Батискаф - Иванов Андрей Вячеславович
Шрифт:
Интервал:
Закладка:
— Ну, так сиди тут и пиши…
Капля меда потихоньку приближается к моему лицу, но слишком медленно, никак не упадет, в воздухе растет струна нектара, струя сладостного ожидания. Мать дала мне бумаги. Ночью она вспомнила, как я в бытность ребенком болезненно реагировал на одежды, в которые она меня кутала; я очень сильно сопротивлялся, когда она меня одевала, я никогда не хотел выходить из дома. У меня случались припадки. Она боялась, что у меня мог лопнуть сосуд в голове (я — очень хрупкий сосуд, внутри которого есть очень хрупкий сосуд, в котором таится жизнь).
Когда я жил в Frederik Hotel, погружаться в прошлое было проще, теперь мне это давалось с трудом; еще бы, тут каждый год идет за три, а когда тебе сорок, каждый год, как лишних десять метров глубины!
Сперва мы говорили о том, как я с помочами заново учился ходить после того, как провалился в сливную яму и переболел скарлатиной (мать считала, что в моей жизни есть две характерные вещи, которые сильно влияют на мою судьбу: ко мне липнут всякие глупые люди, от которых одни проблемы, и я постоянно заболеваю всякими болезнями, часто заражаясь от тех, кто ко мне липнет: не успел вылечить одну, как прицепится другая). Когда мне был год, я переболел очень странной болезнью, я покрылся волдырями, которые сильно гноились, был жар и очень дурной запах. Приходилось проветривать, потому что все жаловались. Мать переносила меня из комнаты в комнату, проветривала, совершала манипуляции различной сложности. Выгоняла деда из его конуры, заносила меня в конуру, дед заходил в мою комнатку и выбегал оттуда обмахиваясь: «ну и вонь, едрит тебя…» Мать открывала окно в моей комнате, бежала в конуру, успокаивала меня (я надрывно плакал), она обмахивала меня полотенцами и простынями, обтирала бинтиками с лимонным настоем, затем закрывала окно в моей комнатке, укутав, несла обратно, и так целыми днями, но все равно дышать было невозможно, во всех комнатах домочадцы проветривали, и у меня случился собачий бронхит, лай стоял на весь поселок, и все собаки отзывались: я начинал сухо кашлять, Акбар в нашем загоне подхватывал, и другие цепные псы в соседних дворах один за другим заходились лаем, а следом и вороны — взлетали и каркали, весь поселок меня проклинал, все только и ждали, чтоб я поскорее сдох. И я был к этому очень близок. Приехала медсестра, послушала меня, встала и, глядя матери твердо в глаза, заявила: «Он у вас умрет, мамаша!» Отец вышел в другую комнату, наверное, как считала мать, чтобы спрятать улыбочку, он точно торжествовал! Мать сказала медсестре: «Ну здрасте! Ха-ха-ха!» — и выставила ее. Дед и бабка подхватили: «Он умрет! Он умрет!», твердили как заведенные: «Вези его в больницу! Надо везти его в больницу!» Отец вышел заводить свой тарантас; возился там, кряхтел, пердел, весь двор запрудил синим облаком дыма… Мать выглянула в окно и поняла: «Ну все! Так точно конец!» Отказалась везти меня на машине отца. «Это не машина, а развалюха! Ты нас всех угробишь!» Все кричали, чтоб тогда меня увезли на «Скорой». «В больницу! Прямиком на «Скорой»!» Мать настояла на том, чтоб я остался дома… и выходила.
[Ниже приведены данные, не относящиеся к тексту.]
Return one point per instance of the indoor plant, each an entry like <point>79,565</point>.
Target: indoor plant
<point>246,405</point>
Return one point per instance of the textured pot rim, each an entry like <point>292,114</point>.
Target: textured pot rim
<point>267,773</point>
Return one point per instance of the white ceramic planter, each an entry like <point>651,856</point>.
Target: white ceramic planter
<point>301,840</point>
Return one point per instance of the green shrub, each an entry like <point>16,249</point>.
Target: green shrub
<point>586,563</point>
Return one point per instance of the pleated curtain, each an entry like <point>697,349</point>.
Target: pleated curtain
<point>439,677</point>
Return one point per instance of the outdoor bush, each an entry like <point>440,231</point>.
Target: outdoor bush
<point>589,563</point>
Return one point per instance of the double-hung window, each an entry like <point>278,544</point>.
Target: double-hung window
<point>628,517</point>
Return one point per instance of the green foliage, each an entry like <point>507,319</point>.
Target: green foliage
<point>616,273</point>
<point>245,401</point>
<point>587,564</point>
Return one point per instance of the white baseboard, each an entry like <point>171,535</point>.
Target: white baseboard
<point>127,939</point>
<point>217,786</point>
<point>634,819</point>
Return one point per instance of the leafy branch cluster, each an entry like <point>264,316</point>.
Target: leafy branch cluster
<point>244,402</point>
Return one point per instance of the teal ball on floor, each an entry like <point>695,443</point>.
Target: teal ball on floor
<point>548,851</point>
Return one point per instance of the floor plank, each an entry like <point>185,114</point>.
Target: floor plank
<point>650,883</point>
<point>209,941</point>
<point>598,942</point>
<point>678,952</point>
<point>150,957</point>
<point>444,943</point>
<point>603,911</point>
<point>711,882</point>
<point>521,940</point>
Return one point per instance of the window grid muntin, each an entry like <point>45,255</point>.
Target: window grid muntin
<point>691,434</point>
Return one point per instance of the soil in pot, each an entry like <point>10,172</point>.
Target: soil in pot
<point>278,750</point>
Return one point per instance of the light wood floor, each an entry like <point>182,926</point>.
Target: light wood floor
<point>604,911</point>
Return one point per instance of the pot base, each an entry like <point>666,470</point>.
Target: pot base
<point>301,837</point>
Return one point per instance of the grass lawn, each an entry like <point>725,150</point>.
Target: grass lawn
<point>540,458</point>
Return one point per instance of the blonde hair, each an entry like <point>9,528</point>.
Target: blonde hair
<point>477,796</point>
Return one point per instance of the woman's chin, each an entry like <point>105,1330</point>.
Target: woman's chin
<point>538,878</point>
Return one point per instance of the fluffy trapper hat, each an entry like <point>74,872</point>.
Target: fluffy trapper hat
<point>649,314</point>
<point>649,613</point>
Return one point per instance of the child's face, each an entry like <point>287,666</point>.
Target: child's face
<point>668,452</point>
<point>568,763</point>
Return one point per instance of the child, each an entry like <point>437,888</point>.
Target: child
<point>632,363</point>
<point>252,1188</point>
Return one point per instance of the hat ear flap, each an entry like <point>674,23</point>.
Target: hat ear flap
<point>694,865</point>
Затем мы немного говорили о моем гепатите, который я подцепил неизвестно где. Было несколько предположений. Мать настаивала на вьетнамцах: на судоремонтном заводе, где я работал, было много вьетнамцев, с которыми я дружил, ходил к ним в общежитие в Копли, ел рис руками из казана, как все, — так, думала мать, я подхватил гепатит. Я смеялся над ней, говорил, что вьетнамцы тут ни при чем, и вообще — какая разница? Теперь-то — какая разница?
Незаметно мать заговорила об отце, о его болезни Рейтера, похождениях по женщинам, и тут вдруг сказала, что она подвергалась насилию со стороны своего отца… Во мне что-то хрустнуло. Дедушка! — Я вспомнил его большой толстый нос, длинные руки, короткие ноги, круглый живот. Он был ужасно волосат. Мать называла его «африканцем»; она так его называть начала в восьмидесятые года, когда выяснила, что его первородиной была Африка; мать ходила в вычислительный цех, где работали с перфокартами программисты первой волны, по вечерам они забавлялись с астрологией и реинкарнациями, вгоняли в ЭВМ хитрые программы, и мать за небольшие деньги проверила всех нас… «Вот я все про всех теперь знаю, — говорила она мне, показывая длинные листы бумаги с дырочками. — Здесь и ты, и я, и отец, и бабушка, и дедушка… африканец…. у каждого была, есть и будет только одна первородина. У бабушки — Канада, у меня — Китай, у тебя — Огненная Земля, Патагония… а у деда — Африка!»
Дедушка насиловал ее с раннего детства, еще когда она была совсем ребенком. Меня охватил ужас, я попытался ее отвлечь, потому что мне стало страшно, — такого нырка я не ожидал, мы резко погрузились в те времена, когда меня еще не было, и там — под толщами вод — жил этот монстр, который издевался над нею: «Ты моя собственность, — говорил он, — что хочу, то и делаю».
— Мне тошно это вспоминать…
Ее кожа расползалась — глаза вот-вот вывалятся из орбит, из-под ногтей выступили капельки крови…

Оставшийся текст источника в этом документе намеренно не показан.